Posted: Fri Dec 30, 2016 3:48 pm
by ruffsense
I have a couple of OL servers which i monitor with different timeouts. But still i get sometimes snmp unknow and after a couple of seconds it is gone. This is with different service checks.

Re: Can anyone explain

Posted: Fri Dec 30, 2016 3:51 pm
by avandemore
What does the log say?

Re: Can anyone explain

Posted: Fri Dec 30, 2016 4:01 pm
by ruffsense
[1483053156] SERVICE ALERT: USER21;CPU Load;UNKNOWN;SOFT;1;No answer from host
[1483053300] SERVICE ALERT: WGCluster;Received Packets;UNKNOWN;SOFT;1;UNKNOWN - Non-numeric value found: Timeout: No Response from x.x.x.x.
[1483056509] SERVICE ALERT: XS0009;Hardware;UNKNOWN;SOFT;1;Compaq/HP Agent Check: ERROR: No snmp response from x.x.x.x (alarm)

Re: Can anyone explain

Posted: Tue Jan 03, 2017 11:05 am
by rkennedy
What are your current values set for timing out on checks on the check_snmp command running on these services, and what is your Nagios check timeout set to?

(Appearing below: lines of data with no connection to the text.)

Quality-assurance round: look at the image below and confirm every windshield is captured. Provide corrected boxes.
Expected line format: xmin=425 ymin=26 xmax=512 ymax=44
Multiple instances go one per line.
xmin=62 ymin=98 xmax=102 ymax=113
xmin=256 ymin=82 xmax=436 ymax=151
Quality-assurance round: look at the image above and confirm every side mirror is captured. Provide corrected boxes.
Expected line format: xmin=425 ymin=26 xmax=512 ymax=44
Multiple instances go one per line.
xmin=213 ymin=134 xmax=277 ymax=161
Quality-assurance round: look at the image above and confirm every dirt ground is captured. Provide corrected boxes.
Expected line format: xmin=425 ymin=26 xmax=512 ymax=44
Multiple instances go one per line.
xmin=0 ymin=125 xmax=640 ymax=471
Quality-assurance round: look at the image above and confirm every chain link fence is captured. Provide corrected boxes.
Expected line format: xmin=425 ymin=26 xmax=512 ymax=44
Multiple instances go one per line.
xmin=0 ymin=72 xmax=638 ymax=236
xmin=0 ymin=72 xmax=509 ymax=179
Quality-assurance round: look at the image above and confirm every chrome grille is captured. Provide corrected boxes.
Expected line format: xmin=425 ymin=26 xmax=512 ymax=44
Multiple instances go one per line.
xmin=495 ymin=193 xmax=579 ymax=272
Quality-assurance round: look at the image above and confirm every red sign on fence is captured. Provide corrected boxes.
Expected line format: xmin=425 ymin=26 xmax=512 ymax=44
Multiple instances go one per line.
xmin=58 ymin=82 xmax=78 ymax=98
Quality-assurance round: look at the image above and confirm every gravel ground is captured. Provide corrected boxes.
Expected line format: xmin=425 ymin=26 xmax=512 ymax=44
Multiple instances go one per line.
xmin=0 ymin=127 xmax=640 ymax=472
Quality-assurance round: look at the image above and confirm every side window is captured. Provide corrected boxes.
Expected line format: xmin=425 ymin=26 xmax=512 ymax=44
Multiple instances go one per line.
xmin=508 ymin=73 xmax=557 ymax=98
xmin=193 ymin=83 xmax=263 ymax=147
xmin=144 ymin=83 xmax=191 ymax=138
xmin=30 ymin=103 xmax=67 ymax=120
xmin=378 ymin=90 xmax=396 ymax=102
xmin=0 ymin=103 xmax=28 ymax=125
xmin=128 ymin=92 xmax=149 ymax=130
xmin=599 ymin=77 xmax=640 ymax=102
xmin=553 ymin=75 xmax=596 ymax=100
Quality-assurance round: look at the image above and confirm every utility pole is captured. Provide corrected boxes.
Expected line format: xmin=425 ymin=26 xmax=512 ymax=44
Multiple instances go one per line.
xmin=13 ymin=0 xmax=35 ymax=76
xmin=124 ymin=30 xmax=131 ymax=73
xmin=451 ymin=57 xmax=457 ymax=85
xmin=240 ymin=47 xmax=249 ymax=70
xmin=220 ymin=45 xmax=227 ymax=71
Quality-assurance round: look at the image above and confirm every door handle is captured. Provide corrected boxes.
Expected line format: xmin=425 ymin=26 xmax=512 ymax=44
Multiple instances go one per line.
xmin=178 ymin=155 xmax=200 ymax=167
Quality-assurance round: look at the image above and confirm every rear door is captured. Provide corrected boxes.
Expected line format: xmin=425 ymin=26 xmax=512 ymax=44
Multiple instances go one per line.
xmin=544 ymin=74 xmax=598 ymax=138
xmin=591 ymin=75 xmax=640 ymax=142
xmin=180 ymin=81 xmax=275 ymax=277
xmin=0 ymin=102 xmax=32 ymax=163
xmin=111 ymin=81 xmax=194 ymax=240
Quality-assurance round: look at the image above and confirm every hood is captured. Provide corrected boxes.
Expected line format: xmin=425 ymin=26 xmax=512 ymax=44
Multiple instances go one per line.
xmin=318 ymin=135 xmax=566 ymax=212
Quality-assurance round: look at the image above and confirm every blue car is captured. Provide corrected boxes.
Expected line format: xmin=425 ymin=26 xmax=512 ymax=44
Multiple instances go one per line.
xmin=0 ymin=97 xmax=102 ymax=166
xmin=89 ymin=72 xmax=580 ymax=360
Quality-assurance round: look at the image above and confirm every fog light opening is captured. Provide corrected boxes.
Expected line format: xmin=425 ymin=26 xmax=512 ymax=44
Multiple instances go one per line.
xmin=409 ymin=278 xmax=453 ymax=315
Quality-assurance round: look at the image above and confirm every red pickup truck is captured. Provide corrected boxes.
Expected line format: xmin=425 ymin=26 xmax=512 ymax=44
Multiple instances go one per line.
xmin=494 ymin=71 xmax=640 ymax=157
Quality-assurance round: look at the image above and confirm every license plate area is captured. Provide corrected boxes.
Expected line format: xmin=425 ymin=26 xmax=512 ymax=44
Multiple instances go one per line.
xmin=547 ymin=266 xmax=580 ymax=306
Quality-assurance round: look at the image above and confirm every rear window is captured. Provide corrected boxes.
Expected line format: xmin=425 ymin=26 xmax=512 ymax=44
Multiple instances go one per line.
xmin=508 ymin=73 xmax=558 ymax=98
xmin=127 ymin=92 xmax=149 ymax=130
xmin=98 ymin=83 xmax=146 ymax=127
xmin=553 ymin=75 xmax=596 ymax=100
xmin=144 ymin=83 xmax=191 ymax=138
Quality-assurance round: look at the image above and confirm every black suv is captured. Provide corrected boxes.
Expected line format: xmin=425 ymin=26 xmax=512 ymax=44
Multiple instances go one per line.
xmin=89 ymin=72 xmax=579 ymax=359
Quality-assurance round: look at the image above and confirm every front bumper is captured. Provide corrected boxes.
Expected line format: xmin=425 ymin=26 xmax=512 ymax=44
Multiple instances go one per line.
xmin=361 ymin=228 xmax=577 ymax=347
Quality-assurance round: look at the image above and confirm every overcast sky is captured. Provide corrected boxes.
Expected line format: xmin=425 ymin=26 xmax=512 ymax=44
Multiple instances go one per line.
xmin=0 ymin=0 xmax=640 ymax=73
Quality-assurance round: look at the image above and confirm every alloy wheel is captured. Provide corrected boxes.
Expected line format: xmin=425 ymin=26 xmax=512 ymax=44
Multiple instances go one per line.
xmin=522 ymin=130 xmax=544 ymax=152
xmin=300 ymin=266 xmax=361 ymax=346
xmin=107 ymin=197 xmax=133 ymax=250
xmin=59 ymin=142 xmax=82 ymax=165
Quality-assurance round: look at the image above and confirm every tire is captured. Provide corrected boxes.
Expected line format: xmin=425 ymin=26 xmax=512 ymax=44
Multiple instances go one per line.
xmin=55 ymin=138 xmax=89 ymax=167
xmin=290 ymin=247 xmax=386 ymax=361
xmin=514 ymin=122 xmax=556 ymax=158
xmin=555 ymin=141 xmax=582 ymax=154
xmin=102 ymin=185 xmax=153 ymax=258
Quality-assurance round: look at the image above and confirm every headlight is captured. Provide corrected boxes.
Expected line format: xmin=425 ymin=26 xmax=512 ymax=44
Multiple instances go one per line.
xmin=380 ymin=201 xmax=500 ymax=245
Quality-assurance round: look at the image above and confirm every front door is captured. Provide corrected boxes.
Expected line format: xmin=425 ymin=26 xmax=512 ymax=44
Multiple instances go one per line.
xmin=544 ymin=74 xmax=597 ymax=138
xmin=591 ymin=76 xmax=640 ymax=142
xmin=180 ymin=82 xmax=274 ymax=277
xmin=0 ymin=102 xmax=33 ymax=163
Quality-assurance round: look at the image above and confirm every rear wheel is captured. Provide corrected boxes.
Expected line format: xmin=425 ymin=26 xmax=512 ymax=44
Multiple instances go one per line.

I've seen SNMP take as long as 5 minutes to respond at times, so you may just need to increase this threshold.

Re: Can anyone explain

Posted: Tue Jan 03, 2017 3:46 pm
by ruffsense
rkennedy wrote:What are your current values set for timing out on checks on the check_snmp command running on these services, and what is your Nagios check timeout set to? I've seen SNMP take as long as 5 minutes to respond at times, so you may just need to increase this threshold.
thres is 5 minutes, 10 minutes and even 15 minutes

Re: Can anyone explain

Posted: Tue Jan 03, 2017 4:11 pm
by ssax
Those errors indicate that at some times the checks do not receive a response (whether it's a network issue, a remote SNMP daemon issue, a network connectivity issue, etc). They go away because of the max_check_attempts and the retry_interval options. Do you see anything in the remote devices logs? How does the load look on the remote device? Do you have an IPS/Firewall device in-between that could be blocking it?